# 3" dowel rod needed!



## backbay2 (Aug 13, 2009)

I am looking for 3" dowel rod 12ft total, I am cutting it into 1ft pieces so 36" dowels would be fine. Now, here's the catch. This is a church project, so I am trying to keep the cost down. Using the Interwebz I have found the dowel rod for 60 dollars a pop 3"X36". Does anyone know where I can pick this up cheaper. I will be picking up the tab on this project and I'd like to keep it cost effective. I'm building these block towers, only they will be 4ft tall. Any help would be appreciated.


----------



## Sgrem (Oct 5, 2005)

Like closet rod? I have that.
Come awn and get it......ifn it keeps me in the good graces of the church and all....


----------



## boltmaster (Aug 16, 2011)

3" dia will be tuff to find and pricy I have looked before. You Probably can find a source online somewhere.. You might try to find a wood turner in your area that is willing to turn some 3 ft pcs for you on their lathe. The blank stock will probably need to be glued up and laminated from 4 quarter poplar stock. It's not hard to do, I've done it before for some friends here in San Antonio when we could not find some long 4-6 dia round rods.


----------



## backbay2 (Aug 13, 2009)

boltmaster said:


> 3" dia will be tuff to find and pricy I have looked before. You Probably can find a source online somewhere.. You might try to find a wood turner in your area that is willing to turn some 3 ft pcs for you on their lathe. The blank stock will probably need to be glued up and laminated from 4 quarter poplar stock. It's not hard to do, I've done it before for some friends here in San Antonio when we could not find some long 4-6 dia round rods.

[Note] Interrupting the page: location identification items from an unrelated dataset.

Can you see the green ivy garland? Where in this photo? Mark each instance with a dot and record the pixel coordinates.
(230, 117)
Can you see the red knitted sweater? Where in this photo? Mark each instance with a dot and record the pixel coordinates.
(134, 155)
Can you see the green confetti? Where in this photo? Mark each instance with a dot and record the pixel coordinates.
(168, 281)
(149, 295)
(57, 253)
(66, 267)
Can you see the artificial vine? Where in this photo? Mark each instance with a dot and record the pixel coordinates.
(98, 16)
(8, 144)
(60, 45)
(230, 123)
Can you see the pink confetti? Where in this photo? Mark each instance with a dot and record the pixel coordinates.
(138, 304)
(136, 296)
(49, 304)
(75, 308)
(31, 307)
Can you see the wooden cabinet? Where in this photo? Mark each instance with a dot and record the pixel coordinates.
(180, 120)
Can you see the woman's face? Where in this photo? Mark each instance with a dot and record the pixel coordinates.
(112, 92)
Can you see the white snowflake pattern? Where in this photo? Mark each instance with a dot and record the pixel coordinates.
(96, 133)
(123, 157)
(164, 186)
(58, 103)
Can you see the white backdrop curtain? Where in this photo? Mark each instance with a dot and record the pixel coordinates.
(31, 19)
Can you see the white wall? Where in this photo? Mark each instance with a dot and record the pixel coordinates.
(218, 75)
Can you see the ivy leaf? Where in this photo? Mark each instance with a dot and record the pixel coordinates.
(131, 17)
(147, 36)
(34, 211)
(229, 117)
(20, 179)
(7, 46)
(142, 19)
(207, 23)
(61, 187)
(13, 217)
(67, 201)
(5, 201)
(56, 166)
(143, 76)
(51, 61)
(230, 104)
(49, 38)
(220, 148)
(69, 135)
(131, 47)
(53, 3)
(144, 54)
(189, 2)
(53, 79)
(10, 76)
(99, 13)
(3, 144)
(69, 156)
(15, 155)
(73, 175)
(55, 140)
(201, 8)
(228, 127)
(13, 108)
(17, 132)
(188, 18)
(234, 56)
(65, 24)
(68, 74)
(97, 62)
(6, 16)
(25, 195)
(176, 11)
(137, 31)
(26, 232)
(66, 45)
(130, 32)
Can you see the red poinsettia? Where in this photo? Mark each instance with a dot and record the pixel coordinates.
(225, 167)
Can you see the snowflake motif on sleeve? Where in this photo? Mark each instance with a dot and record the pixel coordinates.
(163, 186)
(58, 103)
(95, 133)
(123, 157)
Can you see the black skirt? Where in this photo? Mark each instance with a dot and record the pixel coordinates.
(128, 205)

Ha ha, yes it is pricey. Not sure I know anyone with those capabilities, that can turn a consistent 3". But then again I'm not that familiar with lathes. I've got some emails in with some of the wood shops online. Hopefully I can find something reasonably priced.



sgrem said:


> Like closet rod? I have that.
> Come awn and get it......ifn it keeps me in the good graces of the church and all....


 So, my wife's side of the walk in is packed with clothes, but not that packed.  Looking for 3" thick dowel rod.  Thanks again though.


----------



## boltmaster (Aug 16, 2011)

You might try someone like tablelegs.com too. They do legs up to 3" and beyond maybe they will do something solid round special for you.


----------



## trout250 (Aug 24, 2005)

look for some unfinished curtain rod, i did have a piece of stuff that i finished several yrs. back for an interior decorator, think it might have had 2 groves that ran the length of it though, will look in the shed tomorrow and if i still have it and it will work you can have it.


----------



## JS Fog (Sep 4, 2012)

Turning them in 1' sections would not be that hard. If they can be a little under 3" round you could us a 3" think board. If they have to be the full 3" then you will have to get a 31/2" or 4" board. You can get poplar up to 4" thick at Houston Hardwoods.


----------



## backbay2 (Aug 13, 2009)

thanks guys, still searching. Tablelegs.com has better prices but the shipping puts it back to the same price as the others.


----------



## Baldy Locks (Apr 17, 2014)

*3" dowels*

Sent you a pm.
Baldy Locks


----------



## Baldy Locks (Apr 17, 2014)

backbay2 I believe I can help you out. I have sent you a pm. If interested, please respond.
Baldy locks


----------



## backbay2 (Aug 13, 2009)

Baldy Locks said:


> backbay2 I believe I can help you out. I have sent you a pm. If interested, please respond.
> Baldy locks


I appreciate your offer to turn these for me, thank you for your generosity. I'm sorry I couldn't take you up on this. I am located in Corpus Christi TX. Once again, thanks for your generous offer. I'm just gonna have to bite the bullet and pay the market value for these. Thanks again everyone.


----------



## backbay2 (Aug 13, 2009)

*And the solution!!*

3'' x 36'' Baseball Bat Turning Blank, Maple

http://www.amazon.com/Baseball-Bat-Turning-Blank-Maple/dp/B001M7XVA6


----------



## Hooked (Oct 15, 2004)

Great find!! Glad you found something reasonable


----------



## Pocketfisherman (May 30, 2005)

2", but no 3" at your local woodcraft store - http://www.woodcraft.com/category/SU114-07/dowels.aspx?&Featured=On Sale&&pagesize=100


----------



## Eric Lincoln (Jun 8, 2015)

*We have it*

I have 3 mills in Houston and we make round dowels (if you will) from 1" a 24" and up to 52' long


----------



## Eric Lincoln (Jun 8, 2015)

*Larger*

Little bigger


----------



## Red3Fish (Jun 4, 2004)

Just WOW....that is impressive!

Later
R3F


----------